Robots
From JumbaWiki
Internet robots, also known as web crawlers or web spiders are server-side software agents that automatically scan through websites and their linked sites to map out the internet or gather updated information (data mining), most commonly used are search engine bots (such as the GoogleBot).
- There are other types of "robot" software not discussed in this article, eg spam bots. See article: Spam
Contents |
robots.txt
The robots exclusion standard or robots.txt protocol is used to prevent robots from indexing parts of a site. This is done by placing a robots.txt file in the top-most directory of the site.
Note: robots.txt can't really stop robots from indexing the site, it is merely advising the robot what you would like indexed. Well behaved bots from google, yahoo, etc will take notice of robots.txt but others will quite happily ignore it (and could even deliberately index exactly what you don't want them to! Therefore you should not rely exclusively on robots.txt to protect sensitive parts of your site.

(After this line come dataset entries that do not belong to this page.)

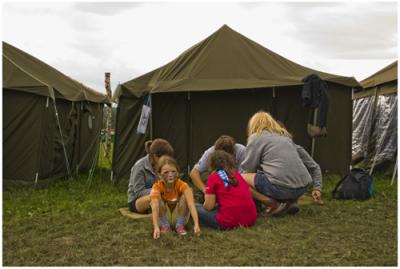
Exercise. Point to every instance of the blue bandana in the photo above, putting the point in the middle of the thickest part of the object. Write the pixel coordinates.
(224, 177)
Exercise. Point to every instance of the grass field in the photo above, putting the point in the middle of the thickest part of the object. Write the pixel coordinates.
(77, 223)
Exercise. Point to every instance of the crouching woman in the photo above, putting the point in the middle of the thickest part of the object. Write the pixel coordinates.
(227, 188)
(171, 200)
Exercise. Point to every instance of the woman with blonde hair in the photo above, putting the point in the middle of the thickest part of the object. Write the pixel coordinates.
(272, 167)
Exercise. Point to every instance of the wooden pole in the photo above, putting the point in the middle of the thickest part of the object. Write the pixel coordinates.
(109, 117)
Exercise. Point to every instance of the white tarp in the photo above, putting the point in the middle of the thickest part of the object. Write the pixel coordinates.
(375, 133)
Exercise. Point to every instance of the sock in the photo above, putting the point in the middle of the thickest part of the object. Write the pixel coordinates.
(180, 220)
(164, 221)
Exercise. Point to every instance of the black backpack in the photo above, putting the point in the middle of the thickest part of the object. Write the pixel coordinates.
(357, 185)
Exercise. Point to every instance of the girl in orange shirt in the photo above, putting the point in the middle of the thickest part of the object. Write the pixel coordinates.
(171, 198)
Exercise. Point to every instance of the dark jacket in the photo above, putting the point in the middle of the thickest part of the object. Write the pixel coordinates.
(314, 95)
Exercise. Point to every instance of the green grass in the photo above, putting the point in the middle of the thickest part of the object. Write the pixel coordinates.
(77, 223)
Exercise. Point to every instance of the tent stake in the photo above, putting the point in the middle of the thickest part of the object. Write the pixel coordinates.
(313, 138)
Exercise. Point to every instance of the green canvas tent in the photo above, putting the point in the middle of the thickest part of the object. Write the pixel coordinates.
(51, 123)
(375, 120)
(213, 88)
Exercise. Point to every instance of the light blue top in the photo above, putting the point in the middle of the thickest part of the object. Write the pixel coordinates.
(240, 152)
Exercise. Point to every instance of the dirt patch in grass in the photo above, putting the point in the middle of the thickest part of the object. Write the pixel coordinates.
(73, 223)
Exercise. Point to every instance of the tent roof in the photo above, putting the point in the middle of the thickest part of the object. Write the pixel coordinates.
(23, 72)
(387, 74)
(226, 60)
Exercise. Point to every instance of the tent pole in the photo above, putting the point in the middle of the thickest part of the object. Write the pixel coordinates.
(189, 128)
(107, 82)
(379, 144)
(394, 171)
(151, 117)
(313, 138)
(62, 140)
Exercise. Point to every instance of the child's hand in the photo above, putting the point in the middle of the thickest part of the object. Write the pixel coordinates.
(156, 233)
(196, 230)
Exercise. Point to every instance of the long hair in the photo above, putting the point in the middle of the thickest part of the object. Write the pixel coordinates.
(158, 147)
(164, 160)
(221, 160)
(225, 143)
(263, 121)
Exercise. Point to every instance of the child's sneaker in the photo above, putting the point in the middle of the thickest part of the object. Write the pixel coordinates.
(165, 229)
(181, 230)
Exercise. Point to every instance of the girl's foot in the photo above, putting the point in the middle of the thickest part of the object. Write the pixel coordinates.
(165, 229)
(180, 229)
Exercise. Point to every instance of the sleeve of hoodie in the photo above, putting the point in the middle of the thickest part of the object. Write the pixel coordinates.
(137, 184)
(312, 167)
(252, 156)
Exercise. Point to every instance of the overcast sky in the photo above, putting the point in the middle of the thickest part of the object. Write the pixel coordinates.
(86, 39)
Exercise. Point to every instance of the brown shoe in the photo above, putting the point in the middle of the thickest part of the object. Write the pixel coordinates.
(274, 209)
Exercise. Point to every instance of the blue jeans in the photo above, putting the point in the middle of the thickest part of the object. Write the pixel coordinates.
(264, 186)
(207, 218)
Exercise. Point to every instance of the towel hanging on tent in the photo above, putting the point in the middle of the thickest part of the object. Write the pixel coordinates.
(144, 116)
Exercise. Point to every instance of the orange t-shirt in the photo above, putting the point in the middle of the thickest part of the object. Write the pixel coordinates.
(159, 190)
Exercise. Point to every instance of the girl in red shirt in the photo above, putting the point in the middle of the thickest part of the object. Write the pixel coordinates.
(227, 188)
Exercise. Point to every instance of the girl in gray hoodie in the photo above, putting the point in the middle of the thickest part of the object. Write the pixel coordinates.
(273, 168)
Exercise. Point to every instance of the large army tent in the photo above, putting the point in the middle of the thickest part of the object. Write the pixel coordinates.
(375, 120)
(51, 123)
(213, 88)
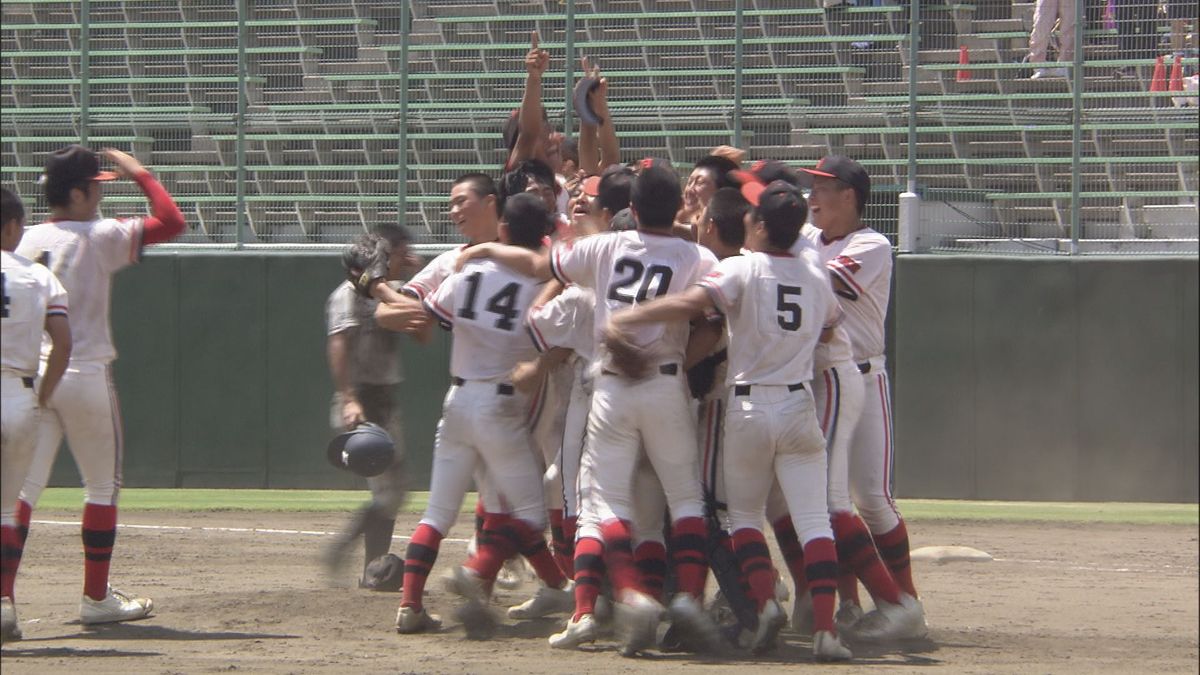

Changing the robots.txt file
This example keeps all robots out:
User-agent: * Disallow: /
This example keeps all robots out of 4 directories:
User-agent: * Disallow: /cgi-bin/ Disallow: /images/ Disallow: /tmp/ Disallow: /private/
This example restricts one particular bot from entering a directory
User-agent: GoogleBot Disallow: /private/
HTML robot restrictions
You can use this in the head tag to restrict links being indexed:
<meta name="robots" content="noindex,nofollow" />